North Island College is conducting wild kelp bed research.

It’s Centre for Applied Research, Technology and Innovation (CARTI) is partnering with the Kwiakah First Nation, the second smallest First Nation in the province.

The core of their traditional territory includes the Phillips and Frederick Arm region, about an hour’s boat ride north from downtown Campbell River.

Bull kelp (Nereocystis luetkeana) is seen on much of the steep, rocky shoreline throughout the territory.

The goal of the collaboration is to create a detailed map with measurements of the wild kelp beds, while also researching the role of kelp in carbon sequestration from the ocean.

“We’re very excited to work with Frank and Kwiakah on this project,” said CARTI lead researcher Allison Byrne. “We’re constantly learning more about the benefits and complexities of ecosystems supported by wild kelp.
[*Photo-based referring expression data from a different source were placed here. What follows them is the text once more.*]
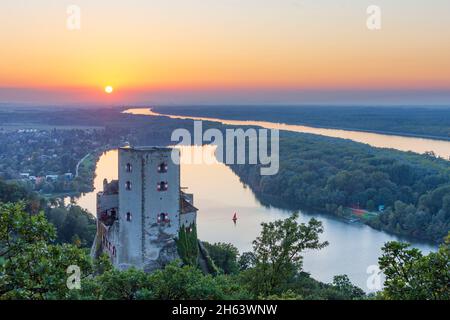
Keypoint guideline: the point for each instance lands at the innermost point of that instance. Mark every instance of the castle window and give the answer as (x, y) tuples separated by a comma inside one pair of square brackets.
[(162, 186), (162, 168), (163, 217), (128, 167)]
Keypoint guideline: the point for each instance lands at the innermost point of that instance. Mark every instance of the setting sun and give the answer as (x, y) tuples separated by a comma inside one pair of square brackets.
[(109, 89)]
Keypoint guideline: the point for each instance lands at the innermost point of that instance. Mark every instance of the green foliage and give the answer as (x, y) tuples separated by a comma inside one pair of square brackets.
[(327, 175), (32, 268), (187, 244), (224, 256), (19, 229), (73, 223), (277, 253), (412, 276), (346, 288)]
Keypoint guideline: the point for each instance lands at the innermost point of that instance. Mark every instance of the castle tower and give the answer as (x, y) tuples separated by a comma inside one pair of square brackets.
[(149, 204), (141, 213)]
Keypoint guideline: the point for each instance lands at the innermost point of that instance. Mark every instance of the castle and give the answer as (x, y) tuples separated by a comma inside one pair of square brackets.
[(140, 215)]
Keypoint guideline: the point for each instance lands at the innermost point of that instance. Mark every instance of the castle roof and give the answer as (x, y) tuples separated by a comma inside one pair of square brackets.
[(187, 207)]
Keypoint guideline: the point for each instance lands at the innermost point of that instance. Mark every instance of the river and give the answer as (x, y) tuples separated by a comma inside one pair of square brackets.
[(218, 193), (419, 145)]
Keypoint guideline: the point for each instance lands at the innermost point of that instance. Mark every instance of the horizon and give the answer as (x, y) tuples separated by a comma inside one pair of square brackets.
[(226, 52)]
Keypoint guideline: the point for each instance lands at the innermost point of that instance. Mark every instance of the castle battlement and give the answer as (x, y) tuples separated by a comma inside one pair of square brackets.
[(139, 216)]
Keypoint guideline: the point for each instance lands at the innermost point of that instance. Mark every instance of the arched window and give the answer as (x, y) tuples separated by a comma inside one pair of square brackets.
[(163, 217), (162, 167), (162, 186), (129, 167)]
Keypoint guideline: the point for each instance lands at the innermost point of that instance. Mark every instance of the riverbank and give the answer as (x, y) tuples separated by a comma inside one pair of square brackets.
[(229, 115)]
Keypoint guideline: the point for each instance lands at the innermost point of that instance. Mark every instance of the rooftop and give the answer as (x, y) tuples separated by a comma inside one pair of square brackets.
[(146, 148)]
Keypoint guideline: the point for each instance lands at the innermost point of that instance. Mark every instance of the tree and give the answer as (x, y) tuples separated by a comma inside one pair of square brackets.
[(32, 268), (224, 256), (343, 285), (278, 251), (412, 276)]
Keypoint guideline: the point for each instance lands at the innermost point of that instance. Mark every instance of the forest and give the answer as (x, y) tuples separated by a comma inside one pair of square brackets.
[(328, 175), (34, 259), (432, 122)]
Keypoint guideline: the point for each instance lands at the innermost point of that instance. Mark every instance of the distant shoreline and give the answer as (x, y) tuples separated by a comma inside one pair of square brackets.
[(390, 133)]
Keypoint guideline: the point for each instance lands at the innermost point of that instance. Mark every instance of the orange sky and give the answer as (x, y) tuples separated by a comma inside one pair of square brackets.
[(156, 45)]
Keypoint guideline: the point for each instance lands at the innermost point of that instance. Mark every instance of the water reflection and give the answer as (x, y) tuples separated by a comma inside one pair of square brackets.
[(419, 145), (219, 194)]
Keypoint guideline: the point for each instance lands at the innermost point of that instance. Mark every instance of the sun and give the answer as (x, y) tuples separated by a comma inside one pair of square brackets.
[(109, 89)]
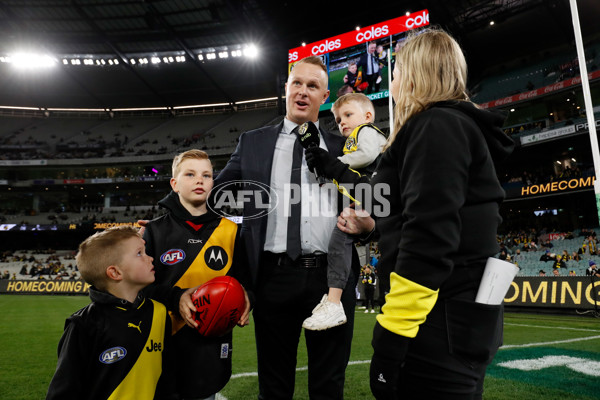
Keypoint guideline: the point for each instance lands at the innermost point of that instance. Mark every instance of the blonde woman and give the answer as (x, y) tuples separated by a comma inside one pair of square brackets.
[(432, 340)]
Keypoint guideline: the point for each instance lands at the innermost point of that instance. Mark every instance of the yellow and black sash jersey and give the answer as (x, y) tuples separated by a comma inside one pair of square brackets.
[(189, 251), (112, 349)]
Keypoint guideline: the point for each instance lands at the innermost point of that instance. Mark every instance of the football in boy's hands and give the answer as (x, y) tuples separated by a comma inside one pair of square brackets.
[(219, 303)]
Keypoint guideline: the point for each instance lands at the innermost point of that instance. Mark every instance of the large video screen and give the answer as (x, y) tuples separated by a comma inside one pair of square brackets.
[(357, 61)]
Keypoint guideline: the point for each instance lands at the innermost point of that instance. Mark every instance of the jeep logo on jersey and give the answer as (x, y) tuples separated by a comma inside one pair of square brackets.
[(172, 257), (254, 198), (215, 258), (113, 355)]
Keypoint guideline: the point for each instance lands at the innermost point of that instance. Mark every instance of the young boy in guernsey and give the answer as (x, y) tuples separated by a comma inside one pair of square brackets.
[(354, 114), (191, 245), (115, 347)]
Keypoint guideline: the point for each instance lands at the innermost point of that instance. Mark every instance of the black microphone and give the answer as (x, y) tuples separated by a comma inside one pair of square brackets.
[(308, 133)]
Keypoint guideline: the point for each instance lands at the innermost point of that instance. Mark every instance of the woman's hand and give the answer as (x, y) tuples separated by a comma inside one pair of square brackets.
[(355, 222)]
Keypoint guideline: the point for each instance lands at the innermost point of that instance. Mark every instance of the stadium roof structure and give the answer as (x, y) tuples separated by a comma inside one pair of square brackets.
[(121, 39)]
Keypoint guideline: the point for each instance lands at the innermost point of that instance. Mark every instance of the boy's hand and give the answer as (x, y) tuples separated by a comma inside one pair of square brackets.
[(187, 307), (245, 318)]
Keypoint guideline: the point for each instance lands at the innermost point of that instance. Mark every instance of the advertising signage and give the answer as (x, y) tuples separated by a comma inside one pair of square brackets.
[(346, 56)]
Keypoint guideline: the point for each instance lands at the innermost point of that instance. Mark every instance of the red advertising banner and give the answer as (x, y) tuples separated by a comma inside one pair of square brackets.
[(383, 29), (541, 91)]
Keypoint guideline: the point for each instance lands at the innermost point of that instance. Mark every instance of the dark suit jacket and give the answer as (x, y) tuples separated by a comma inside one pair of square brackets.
[(252, 161)]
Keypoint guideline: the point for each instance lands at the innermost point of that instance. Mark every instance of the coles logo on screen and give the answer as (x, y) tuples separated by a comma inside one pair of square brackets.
[(417, 21)]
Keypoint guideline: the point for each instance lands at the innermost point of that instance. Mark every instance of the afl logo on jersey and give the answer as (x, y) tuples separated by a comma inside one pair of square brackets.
[(172, 257), (216, 258), (113, 355)]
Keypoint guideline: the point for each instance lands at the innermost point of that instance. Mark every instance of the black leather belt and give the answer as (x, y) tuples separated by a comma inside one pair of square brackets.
[(305, 261)]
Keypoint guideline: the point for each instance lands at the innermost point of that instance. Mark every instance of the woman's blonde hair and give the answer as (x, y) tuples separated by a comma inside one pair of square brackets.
[(432, 68)]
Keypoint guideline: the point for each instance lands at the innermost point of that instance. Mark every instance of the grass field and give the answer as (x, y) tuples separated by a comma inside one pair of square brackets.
[(564, 354)]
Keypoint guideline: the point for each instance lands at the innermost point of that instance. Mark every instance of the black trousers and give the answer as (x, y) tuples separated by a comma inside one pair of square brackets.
[(448, 358), (285, 296)]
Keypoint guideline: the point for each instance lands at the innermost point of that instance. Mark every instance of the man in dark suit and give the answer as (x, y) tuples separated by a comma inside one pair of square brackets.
[(290, 283), (369, 63)]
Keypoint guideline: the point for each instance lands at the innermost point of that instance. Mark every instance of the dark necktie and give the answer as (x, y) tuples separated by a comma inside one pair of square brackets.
[(294, 247)]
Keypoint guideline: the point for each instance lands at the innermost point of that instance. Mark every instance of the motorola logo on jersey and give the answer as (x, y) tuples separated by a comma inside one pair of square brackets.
[(113, 355), (216, 258), (172, 257)]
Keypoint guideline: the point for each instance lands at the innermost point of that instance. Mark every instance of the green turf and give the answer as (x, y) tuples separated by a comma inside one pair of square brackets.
[(30, 327)]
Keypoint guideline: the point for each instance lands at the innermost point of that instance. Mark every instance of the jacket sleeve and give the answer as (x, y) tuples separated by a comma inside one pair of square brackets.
[(74, 355), (434, 174)]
Taking inventories like this one help us monitor how those wild beds change over time.”

Band Management and Economic Development lead for the Kwiakah First Nation, Frank Voelker, approached NIC with concerns about the status of wild kelp beds in the territory and the impact of commercial harvest of wild ocean plants.

The Kwiakah also have a strong interest in the ecosystem services that kelp provides.

“Kelp and other ocean plants are crucial for a functioning marine ecosystem in Kwiakah’s territory,” said Voelker.

The project is being funded by Tides Canada and Coast Funds, with surveys set to begin sometime this summer.